ZFS is paranoid about hardware and connections, and can have multiple layers of redundancy and storage; so why the need for yet another file system?
No system will never lose data if bad enough stuff happens locally, this is why sensible enterprise solutions include replication of data between multiple data centres too.
A while back I was tasked with implementing a block-level data storage solution intended for enterprise use (though not actually a filing system). The brief handed to me was a hand-scrawled description of several data structures with arrows pointing to them. Data integrity was addressed by the sentence at the very end: "+ data protection features".
I was very glad to leave that job.
This post has been deleted by its author
I have not had a system crash corrupt "normal" data in years (there were a handful of occasions where we were using McAfee disk encryption on laptops and the encryption got lost.... but a full disk decrypt allowed us to run a checkdisk and not only was data recovered but the system booted perfec'.
What I have had though is bloody new/recent disks dying, from power outages, from a slight knock well inside their G shock tolerances (running or stopped) or just going into the corner and never coming out of it's eternal sulk...
I guess this FS does not address that problem ;) But of course, everyone has backups don't they. Don't they? Hello? Hello ? Echo ? Echo echo...
The Be file system BFS (https://en.wikipedia.org/wiki/Be_File_System) was pretty good in the mid-90s - very fast, excellent querying capabilities and the journalling capabilities meant that a common demo was pulling the plug on the machine in mid operation and then bringing it up again and demonstrating that no data had been lost.
Silent corruption is quite a serious problem too (besides crashing disks or power outage). You remember the old VHS cassettes or old Amiga disks? Today you can not read any on them. Why? Bit rot. Data rots over time, cosmic radiation, etc. So you need checksums to detect flipped bits. Journaling wont catch silent corruption. Only ZFS does. Read the wikipedia article on ZFS to see some research on ZFS superior data corruption protection abilities (better than everything else).

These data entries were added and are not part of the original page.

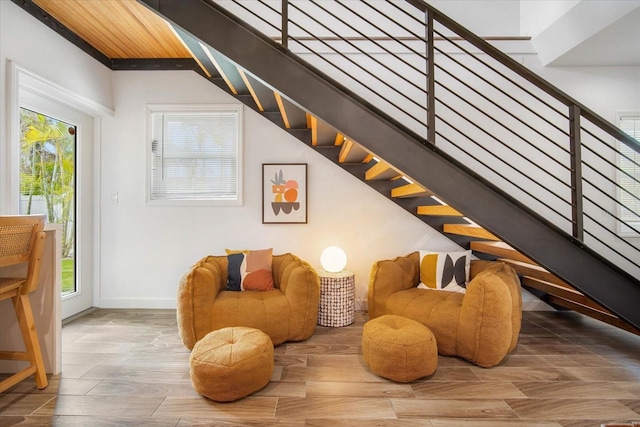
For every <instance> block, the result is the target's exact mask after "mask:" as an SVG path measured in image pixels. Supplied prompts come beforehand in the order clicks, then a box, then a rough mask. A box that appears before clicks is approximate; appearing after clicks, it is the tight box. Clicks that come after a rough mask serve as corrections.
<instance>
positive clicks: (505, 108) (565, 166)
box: [436, 64, 570, 169]
mask: <svg viewBox="0 0 640 427" xmlns="http://www.w3.org/2000/svg"><path fill="white" fill-rule="evenodd" d="M436 67H437V68H438V69H439V70H441V71H443V72H445V73H447V74H448V75H450V76H451V77H452V78H454V79H456V81H458V82H459V83H461V84H462V85H464V86H466V87H467V88H468V89H469V90H471V91H473V92H475V93H476V94H478V96H480V97H482V98H483V99H485V100H486V101H488V102H490V103H491V104H492V105H493V106H495V107H496V108H498V109H500V110H501V111H502V112H504V113H505V114H507V115H509V116H511V117H513V118H514V119H515V120H517V121H518V122H520V123H521V124H522V125H524V126H526V127H527V128H529V129H530V130H531V131H533V132H535V133H537V134H538V135H540V137H542V138H544V139H546V140H547V141H549V142H551V143H552V144H554V145H555V146H556V147H558V148H560V149H561V150H563V151H564V152H565V153H566V154H570V153H569V150H568V149H567V148H565V147H563V146H562V145H560V144H558V143H557V142H556V141H554V140H553V139H551V138H550V137H549V136H547V135H545V134H543V133H542V132H541V131H540V130H539V129H536V128H535V127H533V126H532V125H531V124H529V123H527V122H525V121H524V120H522V119H521V118H520V117H518V116H516V115H515V114H514V113H512V112H511V111H509V110H507V109H506V108H505V107H503V106H501V105H499V104H498V103H497V102H495V101H494V100H492V99H491V98H489V97H487V96H486V95H484V94H483V93H482V92H480V91H478V90H477V89H476V88H474V87H472V86H471V85H470V84H468V83H467V82H465V81H464V80H462V79H460V78H459V77H458V76H456V75H455V74H453V73H451V72H450V71H448V70H446V69H445V68H443V67H441V66H440V65H438V64H436ZM465 101H466V100H465ZM467 102H469V101H467ZM516 102H517V103H518V104H519V105H521V106H522V107H523V108H525V109H527V110H528V111H529V112H531V113H532V114H535V112H533V111H531V109H530V108H529V107H527V106H526V105H522V104H521V103H520V102H519V101H517V100H516ZM475 108H478V107H475ZM482 112H483V114H485V115H486V116H487V117H489V118H490V119H492V120H494V121H495V122H496V123H498V124H499V125H501V126H502V127H504V128H505V129H507V130H508V131H509V132H511V133H513V134H514V135H516V136H517V137H519V138H520V139H522V140H523V141H524V142H526V143H527V144H529V145H530V146H532V147H533V148H535V149H536V150H538V151H539V152H541V153H543V154H545V155H547V154H546V153H545V152H544V151H542V150H541V149H540V148H539V147H537V146H536V145H534V144H532V143H531V142H530V141H528V140H527V139H525V138H524V137H522V136H520V135H518V134H517V133H516V132H515V131H514V130H513V129H511V128H509V127H507V126H506V125H504V124H502V123H501V122H499V121H498V120H497V119H496V118H494V117H491V116H489V114H487V113H486V112H485V111H482ZM535 115H537V114H535ZM553 160H555V161H556V162H558V163H559V164H560V165H562V166H563V167H565V168H566V169H570V168H569V166H567V165H564V164H562V163H560V162H559V161H558V160H556V159H553Z"/></svg>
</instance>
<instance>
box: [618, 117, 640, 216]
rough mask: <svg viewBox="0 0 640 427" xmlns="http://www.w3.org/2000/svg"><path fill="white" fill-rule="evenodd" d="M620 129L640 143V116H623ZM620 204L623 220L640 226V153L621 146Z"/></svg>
mask: <svg viewBox="0 0 640 427" xmlns="http://www.w3.org/2000/svg"><path fill="white" fill-rule="evenodd" d="M619 126H620V129H622V130H623V131H624V132H626V133H627V134H629V135H630V136H632V137H633V138H635V139H636V140H638V141H640V115H638V116H621V117H620V120H619ZM619 157H620V162H619V165H620V169H621V170H622V173H620V187H621V190H620V204H621V206H622V209H621V219H622V221H624V222H625V223H627V224H630V225H631V224H633V225H634V227H637V226H640V153H638V152H637V151H635V150H634V149H632V148H631V147H629V146H627V145H626V144H621V146H620V156H619Z"/></svg>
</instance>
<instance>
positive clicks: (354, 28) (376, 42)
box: [311, 0, 426, 93]
mask: <svg viewBox="0 0 640 427" xmlns="http://www.w3.org/2000/svg"><path fill="white" fill-rule="evenodd" d="M311 1H312V3H313V4H316V2H314V1H313V0H311ZM336 3H338V4H340V5H341V6H342V7H344V8H345V9H347V10H349V11H350V12H351V13H353V14H354V15H355V16H357V17H359V18H360V19H362V20H364V21H365V22H367V23H368V24H370V25H372V26H374V27H375V28H376V29H378V30H380V31H382V32H384V33H385V34H386V32H385V31H384V30H382V29H381V28H379V27H377V26H376V25H375V24H373V23H372V22H370V21H369V20H368V19H366V18H365V17H363V16H360V15H358V14H357V13H356V12H354V11H353V10H351V9H350V8H348V7H346V6H345V5H343V4H342V3H341V2H340V1H336ZM316 6H317V7H319V8H320V9H322V10H324V11H325V12H326V13H328V14H329V15H331V16H333V17H334V18H335V19H337V20H338V21H340V22H342V23H343V24H345V25H346V26H347V27H349V28H351V29H352V30H354V31H355V32H357V33H358V34H360V35H362V36H364V34H363V33H362V32H361V31H360V30H359V29H357V28H355V27H354V26H353V25H351V24H349V23H347V22H345V21H344V20H343V19H342V18H340V17H339V16H336V15H334V14H333V13H332V12H330V11H328V10H327V9H325V8H323V7H322V6H320V5H318V4H316ZM392 40H393V39H392ZM345 41H346V40H345ZM370 41H372V42H373V43H374V44H375V45H376V46H378V47H379V48H380V49H382V50H384V51H385V52H387V53H388V54H389V55H391V56H393V57H394V58H396V59H397V60H399V61H400V62H402V63H403V64H405V65H406V66H408V67H410V68H412V69H413V70H415V71H416V72H418V73H420V74H422V75H425V72H424V71H423V70H421V69H419V68H418V67H416V66H415V65H413V64H411V63H410V62H407V61H405V60H404V59H402V58H401V57H400V56H398V55H397V54H395V53H393V52H392V51H390V50H389V49H388V48H386V47H384V45H382V44H380V43H378V42H377V41H375V40H370ZM402 46H404V47H406V48H407V49H409V50H410V51H411V52H413V53H414V54H416V55H418V56H421V55H420V54H419V53H418V52H416V51H415V50H414V49H412V48H410V47H409V46H406V45H404V44H402ZM376 62H380V61H376ZM387 69H388V70H389V71H392V70H391V69H389V68H387ZM410 83H411V84H412V85H413V86H415V87H417V88H420V87H419V86H417V85H416V84H414V83H413V82H410ZM425 93H426V92H425Z"/></svg>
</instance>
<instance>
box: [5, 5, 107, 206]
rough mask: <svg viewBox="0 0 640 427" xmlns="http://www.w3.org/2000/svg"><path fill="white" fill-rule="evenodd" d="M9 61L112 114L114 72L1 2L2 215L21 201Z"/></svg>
mask: <svg viewBox="0 0 640 427" xmlns="http://www.w3.org/2000/svg"><path fill="white" fill-rule="evenodd" d="M8 61H13V62H14V63H16V64H18V65H19V66H22V67H24V68H25V69H28V70H29V71H30V72H32V73H35V74H37V75H39V76H42V77H44V78H46V79H47V80H49V81H50V82H52V83H54V84H56V85H59V86H60V87H63V88H65V89H67V90H69V91H71V92H74V93H76V94H77V96H78V97H79V98H85V99H87V100H91V101H92V102H94V103H95V104H96V105H100V106H103V107H105V109H107V110H108V109H109V108H111V105H112V100H111V93H112V90H111V74H112V73H111V70H109V69H108V68H106V67H105V66H104V65H102V64H100V63H98V62H97V61H95V60H94V59H92V58H90V57H89V56H87V55H86V54H85V53H83V52H82V51H80V50H79V49H78V48H76V47H75V46H73V45H72V44H71V43H69V42H68V41H66V40H65V39H63V38H62V37H60V36H58V35H57V34H55V33H54V32H53V31H52V30H50V29H49V28H47V27H46V26H45V25H44V24H41V23H40V22H38V21H37V20H36V19H35V18H34V17H32V16H31V15H29V14H28V13H27V12H25V11H23V10H22V9H21V8H19V7H18V6H16V5H15V4H13V3H12V2H10V1H4V0H2V1H0V82H1V84H0V100H1V102H0V154H1V156H0V169H1V170H2V173H0V213H8V212H10V211H11V210H12V209H17V203H18V199H17V196H16V198H15V200H14V199H13V198H12V197H11V190H10V188H11V187H12V182H11V177H12V176H17V172H16V171H15V170H12V167H11V161H10V160H11V158H12V157H11V156H12V151H11V147H10V146H9V145H8V141H9V140H10V139H11V136H10V133H9V132H10V130H11V129H10V126H9V123H10V120H11V118H10V111H9V103H10V102H11V99H12V94H11V86H10V81H9V79H10V77H11V76H10V75H9V65H8ZM13 154H15V150H14V151H13ZM14 184H15V183H14Z"/></svg>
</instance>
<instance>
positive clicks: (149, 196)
mask: <svg viewBox="0 0 640 427" xmlns="http://www.w3.org/2000/svg"><path fill="white" fill-rule="evenodd" d="M221 111H230V112H234V113H235V114H236V115H237V125H238V128H237V134H236V135H237V141H236V142H237V146H236V174H237V176H236V183H237V192H236V197H235V198H233V199H217V198H201V199H193V198H179V196H177V197H176V198H171V199H154V198H152V185H153V183H152V174H153V170H152V167H153V165H152V158H153V155H154V154H153V150H152V139H153V137H152V135H153V133H152V114H156V113H161V114H170V113H178V114H189V113H194V114H197V113H215V112H221ZM242 113H243V105H242V104H149V105H147V135H146V140H145V141H146V144H145V145H146V158H147V162H146V164H147V167H146V175H147V182H146V199H147V200H146V201H147V204H148V205H150V206H242V203H243V199H242V193H243V191H242V189H243V180H242V177H243V159H242V153H243V133H242V129H243V114H242Z"/></svg>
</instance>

BTRFS has no research confirming it does catch all types of silent data corruption. ZFS is confirmed in at least two separate research papers, that zfs do catch all types of silent data corruption. Read the Wikipedia for links to research groups examining zfs. Btw, phoronix last month lost an btrfs volume, and in the forum thread there are several similar stories. I wouldn't trust btrfs, but it's your data.
Not losing data written to disk is relatively simple, providing you don't screw the hardware - you make sure all data is findable / retrievable before the data itself is committed.
Software crashes are a bit harder - you need to ensure that you don't overwrite when writing new data, and that you can roll back to previous versions, or roll forward to recover from the incomplete write in a crash.
Power outages would be much better handled with more resilient components - e.g. all DIMMs come with at least as much solid state as RAM, and backup power to ensure the data is flushed to solid state during a failure; a disk has battery power to flush it's cache; a CPU has it's state written out. Then, when power is restored, each component just needs to restore itself to the known state, and you are good to go.